If the fight over the Lafayette Utilities System's fiber telecom plan were 'Lord of the Rings,' Cox Communications would be the hacking, slashing orcs. The real dark force, the flaming orange eyeball in the evil tower, would be BellSouth.And it starts out so well.....
Of course for Decker, our daily's online editor, this is only the florid lead-in to another of his pieces in which he exhibits a profound ignorance of basic economics and political science wherever LUS and the city's fiber optic initiative is concerned. Decker is currently the "online editor;" when his first screed was published he was also listed as business editor but they seem to have given that job to someone more qualified. He really wasn't qualified for that position, as his attempts at economic analysis here show.
I've tried in the past to acknowledge Decker's growth (1,2) but this is some pretty serious backsliding; it is a return to the days immediately following the city's announcement that it wanted to study providing fiber, during which Decker said, and I quote: “What’s next? A five-year plan? A hall of socialist labor heroes?” This article is a reversion to the days when Decker couldn't distinguish between a popularly elected local government and a Stalinist Soviet Union.
My quarrel with this essay? It's ignorant.
Decker writes as if he actually believes the sort of spew that calls correctly labeling public utilities as "publicly owned" "Orwellian legalese." This is sheerest nonsense. Of course public utilities are publicly owned. That is a simple fact. What he is trying to do is point away from that simple fact and to the sort of stuff you hear these days from the ultra far right: the implication that government is always and in all ways an imposition on the people. That's just crazy. Your local public water utility is no communist, Orwellian nightmare. It is, simply, a public utility. Decker lives in a world in which the mere existence of public utilities is prima facie evidence of some some socialist plot, and indeed evidence that our little city government is a socialist one. That this is a fantasy world of fear and resentment without much grounding in the world the rest of us live in is evident.
Decker then spends some time torturously trying to establish something I have never seen anyone dispute: that LUS is a legal component of the local government. He does, glancingly, notice that it is insulated from the rest of city government and that the money it takes in can't be raided by politicians at their discretion. But the real point is to "tar" LUS with the title of government.
Allow me to quote the most egregious of all resentment-fueled ignorance:
As conceived, the LUS fiber proposal could mean advanced service at low prices, a bridge over the digital divide and a promising lure for new employers looking for a tech-savvy place to call home.
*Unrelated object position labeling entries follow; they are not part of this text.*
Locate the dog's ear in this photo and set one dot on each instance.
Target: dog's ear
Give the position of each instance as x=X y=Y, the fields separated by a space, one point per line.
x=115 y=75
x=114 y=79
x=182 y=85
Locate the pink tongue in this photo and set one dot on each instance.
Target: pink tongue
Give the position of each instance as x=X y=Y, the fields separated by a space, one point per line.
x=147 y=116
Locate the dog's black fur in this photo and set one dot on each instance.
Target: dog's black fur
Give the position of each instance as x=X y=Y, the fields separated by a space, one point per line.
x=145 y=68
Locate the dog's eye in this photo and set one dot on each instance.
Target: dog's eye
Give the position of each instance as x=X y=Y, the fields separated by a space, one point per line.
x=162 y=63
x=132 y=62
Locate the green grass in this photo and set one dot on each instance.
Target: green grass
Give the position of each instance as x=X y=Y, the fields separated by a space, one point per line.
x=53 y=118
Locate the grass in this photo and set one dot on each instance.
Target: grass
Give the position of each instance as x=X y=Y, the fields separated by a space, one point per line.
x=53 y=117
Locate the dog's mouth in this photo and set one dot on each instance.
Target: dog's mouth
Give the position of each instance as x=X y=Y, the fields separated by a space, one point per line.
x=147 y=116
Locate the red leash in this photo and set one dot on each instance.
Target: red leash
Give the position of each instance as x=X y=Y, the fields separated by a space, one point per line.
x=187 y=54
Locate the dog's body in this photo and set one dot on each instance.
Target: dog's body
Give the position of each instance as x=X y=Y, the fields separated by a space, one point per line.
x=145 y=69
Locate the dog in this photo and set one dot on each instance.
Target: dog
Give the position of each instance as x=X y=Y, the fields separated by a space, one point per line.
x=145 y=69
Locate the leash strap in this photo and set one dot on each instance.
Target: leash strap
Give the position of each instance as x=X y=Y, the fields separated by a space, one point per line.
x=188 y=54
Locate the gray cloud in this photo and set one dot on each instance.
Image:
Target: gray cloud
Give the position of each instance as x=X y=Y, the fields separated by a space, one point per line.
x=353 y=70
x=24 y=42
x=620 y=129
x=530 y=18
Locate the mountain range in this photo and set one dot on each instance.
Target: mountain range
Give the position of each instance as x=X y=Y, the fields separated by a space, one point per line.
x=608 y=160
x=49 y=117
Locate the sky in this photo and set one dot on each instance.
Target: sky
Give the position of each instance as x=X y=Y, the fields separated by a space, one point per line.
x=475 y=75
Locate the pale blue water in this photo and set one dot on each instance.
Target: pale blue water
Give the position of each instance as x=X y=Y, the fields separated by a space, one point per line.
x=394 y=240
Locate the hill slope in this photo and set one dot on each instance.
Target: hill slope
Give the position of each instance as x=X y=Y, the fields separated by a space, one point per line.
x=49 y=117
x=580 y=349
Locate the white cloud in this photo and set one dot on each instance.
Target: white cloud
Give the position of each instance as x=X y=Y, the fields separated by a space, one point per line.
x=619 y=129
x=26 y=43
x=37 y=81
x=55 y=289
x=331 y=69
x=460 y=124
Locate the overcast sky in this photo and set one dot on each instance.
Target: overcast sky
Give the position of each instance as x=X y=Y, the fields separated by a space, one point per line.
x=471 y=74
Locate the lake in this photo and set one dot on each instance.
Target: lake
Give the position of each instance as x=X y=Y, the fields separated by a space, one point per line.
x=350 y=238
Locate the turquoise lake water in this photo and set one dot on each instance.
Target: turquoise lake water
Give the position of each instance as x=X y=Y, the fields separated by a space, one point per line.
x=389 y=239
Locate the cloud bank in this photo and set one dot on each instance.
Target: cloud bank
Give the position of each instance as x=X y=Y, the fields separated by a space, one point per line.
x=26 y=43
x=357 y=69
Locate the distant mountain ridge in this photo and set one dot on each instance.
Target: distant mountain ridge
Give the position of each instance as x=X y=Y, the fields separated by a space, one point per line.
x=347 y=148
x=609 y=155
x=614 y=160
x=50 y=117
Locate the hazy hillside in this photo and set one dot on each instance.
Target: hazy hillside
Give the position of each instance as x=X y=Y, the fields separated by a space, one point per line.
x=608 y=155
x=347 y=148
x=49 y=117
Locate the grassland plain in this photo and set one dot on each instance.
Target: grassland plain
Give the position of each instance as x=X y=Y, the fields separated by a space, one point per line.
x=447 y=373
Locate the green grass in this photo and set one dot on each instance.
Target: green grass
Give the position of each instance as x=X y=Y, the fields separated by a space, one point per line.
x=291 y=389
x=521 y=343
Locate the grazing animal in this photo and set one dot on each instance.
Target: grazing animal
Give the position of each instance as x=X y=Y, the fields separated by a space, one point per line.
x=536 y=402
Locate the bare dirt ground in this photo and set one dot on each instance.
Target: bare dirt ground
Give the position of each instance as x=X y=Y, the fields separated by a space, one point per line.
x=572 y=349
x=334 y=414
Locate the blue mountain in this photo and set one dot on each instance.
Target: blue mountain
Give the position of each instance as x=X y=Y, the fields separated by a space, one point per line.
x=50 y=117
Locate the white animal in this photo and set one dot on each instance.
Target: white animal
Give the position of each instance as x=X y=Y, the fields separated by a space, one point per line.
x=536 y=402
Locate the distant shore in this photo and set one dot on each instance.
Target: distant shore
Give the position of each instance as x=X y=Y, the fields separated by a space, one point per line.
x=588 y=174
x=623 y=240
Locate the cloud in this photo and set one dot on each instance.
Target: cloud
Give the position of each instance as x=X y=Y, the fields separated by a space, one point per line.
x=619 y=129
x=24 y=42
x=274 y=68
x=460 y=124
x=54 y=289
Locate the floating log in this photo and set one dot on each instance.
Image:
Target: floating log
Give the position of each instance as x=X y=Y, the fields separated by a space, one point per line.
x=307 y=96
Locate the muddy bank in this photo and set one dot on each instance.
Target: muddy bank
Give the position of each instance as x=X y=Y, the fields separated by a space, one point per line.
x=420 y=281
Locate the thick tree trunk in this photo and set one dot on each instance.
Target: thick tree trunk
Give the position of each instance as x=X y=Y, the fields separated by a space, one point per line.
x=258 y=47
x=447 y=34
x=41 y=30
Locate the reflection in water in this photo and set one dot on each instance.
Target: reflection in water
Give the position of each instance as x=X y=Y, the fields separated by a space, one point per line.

But it also would be a tax increase under the guise of a fee for services, and without voter approval.You can feel him straining for balance in this statement. And I am grateful for the effort. But Decker's ideologically-fueled ignorance of the actual political and economic structures we all live in distorts his view here.
He is calling fees for service a tax, apparently because any money a government takes in must be called a tax and it must always be "bad." But he is wrong on a common-sense basis and even on the basis of his own ideology.
A fee-for-service is a fee charged for a service. Seem simple? It is. We send water to your home and you pay for the quantity of service you use. Same for electricity. Or to rent a public hall like the one at the Clifton Chenier center, or to use one of the cabins at the state park, or to enter a national park.
You will notice that it is the opposite of a tax. A tax is used to charge everyone for basic public services that, generally, everyone benefits from equally or nearly equally. To prevent freeloading, the charge is mandatory. A fee, on the other hand, is charged only to those who use it; there is no "coercion" involved.
Why is it important to Decker and other opponents of the fiber plan to nonsensically insist that fees are somehow taxes? Because they lose their basis for moral outrage if they admit the simple truth: you don't want it, it you don't pay for it. If you don't want to use the cabins at a state park, or the telecom services that are provided by LUS, you don't have to. No tax is being imposed on anyone and the service will be funded by fees willingly provided by the people who value it.
What is disconcerting about the ploy of claiming that fees are taxes is its intellectual dishonesty. It is a core "conservative" position to prefer to reserve taxes for only those most basic of all public services and to charge for everything that can be construed to benefit any smaller group more than the public at large. It was one of Ronald Regean's favorite strategies. Fees are not secret taxes. They are simply a charge for those that use a valuable service for that service, and not charging the general taxpayer to benefit the few.